# Denver Old Bikes Club Monthly Ride This Sunday 12/16



## Mr. Monkeyarms (Dec 11, 2018)

Please join the Denver Old Bikes Club on our monthly show & ride!!













We meet at Fishback Park in Denver along the Platte River at 10am and ride at 11. Or 11:13....
Elitch Gardens and Pepsi Center are across the river. REI is just North. Aquarium to the South. Right off I-25 & Speer Blvd. to the South or 20th St. coming from the north.
Ok
Fishback Park
818 Water St, Denver, CO 80211
(720) 913-1311
https://maps.app.goo.gl/97CQp

We hop on the Cherry Creek bike path for a bit then cruise up 16th Street Mall while playing chicken with the buses. Always good people watching and you can high five Robot Man along the way!

We cut over to Civic Center Park which sits in between the State Capitol and the City and County of Denver buildings for a break and more BS, picture taking, etc.
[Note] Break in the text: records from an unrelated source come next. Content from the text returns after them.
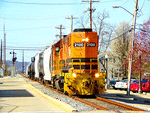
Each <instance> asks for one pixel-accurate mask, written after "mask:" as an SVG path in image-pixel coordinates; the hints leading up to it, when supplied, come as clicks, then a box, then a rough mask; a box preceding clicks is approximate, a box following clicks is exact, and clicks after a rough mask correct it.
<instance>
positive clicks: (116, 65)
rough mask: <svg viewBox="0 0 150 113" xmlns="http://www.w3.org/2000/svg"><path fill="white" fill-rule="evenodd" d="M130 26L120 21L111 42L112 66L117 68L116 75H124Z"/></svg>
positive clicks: (126, 62) (128, 40) (124, 73)
mask: <svg viewBox="0 0 150 113" xmlns="http://www.w3.org/2000/svg"><path fill="white" fill-rule="evenodd" d="M129 31H130V26H129V24H128V23H126V22H122V23H120V25H119V26H118V27H117V29H116V31H115V34H114V36H113V39H114V40H113V41H112V43H111V53H112V55H111V57H112V62H111V64H112V66H113V68H115V70H117V73H118V75H121V74H123V75H126V70H127V68H126V63H127V61H126V59H128V49H129V45H130V44H129V43H130V33H129Z"/></svg>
Then back to Cherry Creek bike path to Washington Park to enjoy an afternoon of old bikes, food and fun! Then people kind of go their own way from there. Usually a small group on the way back to Fishback Park.

Can't make it this week? Mark your calendar for the 3rd Sunday every month! We ride rain or shine! We have maybe 2 rides a year the weather is bad. Maybe. Just sayin'...

Going to be in the Denver area on business, visiting family or whatever the 3rd Sunday of any month and need a bike? Hit up @saladshooter . I hear he has a loaner Spiegel Airman. Just kidding!) Let me know if you need a bike and want to join us. I'll send you a list of my riders to choose from!!

Eric


----------



## Schwinn1776 (Dec 12, 2018)

Won't be able to make it to this months ride, definitely after the new year! Stay safe and warm!


----------



## saladshooter (Dec 18, 2018)

A few pictures from the Bluz Cruz. Sorry for the Airflo heavy pics. It was her maiden voyage.


----------



## Mr. Monkeyarms (Dec 18, 2018)

Good to see you and your wife Chad! Of course the new Shelby and Rollfast are very nice as well!

Couple of pizza at the park.


----------